Price list for polished diamonds

The Rapaport Diamond Report, commonly referred to as the Rapaport Price List, Rap List, Rap Sheet or Diamond Price List is a subscription-based diamond price list published by the Rapaport Group.

==Overview==
It is a diamond industry standard for the pricing of diamonds and was first issued by Martin Rapaport, the Rapaport Group founder, in 1978. The list provides benchmark asking prices for polished diamonds and is significantly used within the diamond trade as a reference for pricing and valuation. Rapaport also publishes the RapNet Diamond Price Index (RAPI), a daily price index for real-time polished diamond prices, listed on the diamond trading platform RapNet.

==Update==
The report is updated every week on Thursday, at 11:59pm EST.  The Rapaport Price List is copyrighted and available only to subscribers through tiered membership plans. Jewelers and diamond merchants use it to set prices for consumers. Consumers should therefore use the report with caution. These prices are used as the basis for standardization and negotiation of diamond prices around the world. Dealers and jewelers often quote prices as a percentage discount or premium relative to the Rapaport Price List.

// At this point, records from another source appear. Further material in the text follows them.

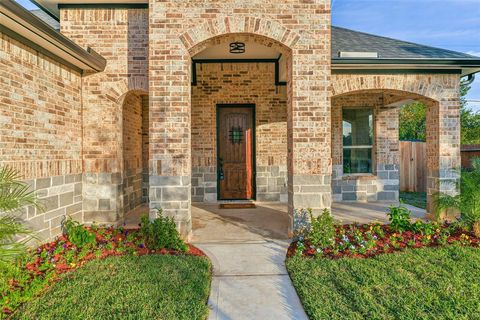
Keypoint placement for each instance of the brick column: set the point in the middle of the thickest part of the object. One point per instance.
(309, 125)
(169, 123)
(443, 149)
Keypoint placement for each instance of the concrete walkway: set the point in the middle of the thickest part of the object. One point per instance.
(247, 248)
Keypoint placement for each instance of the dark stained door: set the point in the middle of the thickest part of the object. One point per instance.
(235, 151)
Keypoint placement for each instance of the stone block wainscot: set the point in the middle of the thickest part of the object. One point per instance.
(160, 104)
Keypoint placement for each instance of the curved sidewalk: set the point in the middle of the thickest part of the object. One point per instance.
(250, 280)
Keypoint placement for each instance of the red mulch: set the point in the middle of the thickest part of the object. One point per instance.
(406, 239)
(51, 258)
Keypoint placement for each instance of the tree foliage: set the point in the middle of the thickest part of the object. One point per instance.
(14, 195)
(412, 122)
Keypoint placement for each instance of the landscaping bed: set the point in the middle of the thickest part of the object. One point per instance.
(368, 240)
(425, 283)
(416, 199)
(31, 273)
(403, 270)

The report is issued in the form of a table and prices diamonds based on their size, color and clarity. The report provides prices for individual diamonds and not diamonds sold in bulk. Each price list has four separate grids each one containing information for a different carat size for diamonds. Each grid has the clarity options on the horizontal line and the color options on the vertical line. In order to calculate the price of a diamond according to the Rapaport Price List, the size, color and clarity of the diamond is required. The listed price, based on this information, is given in hundreds of dollars per carat.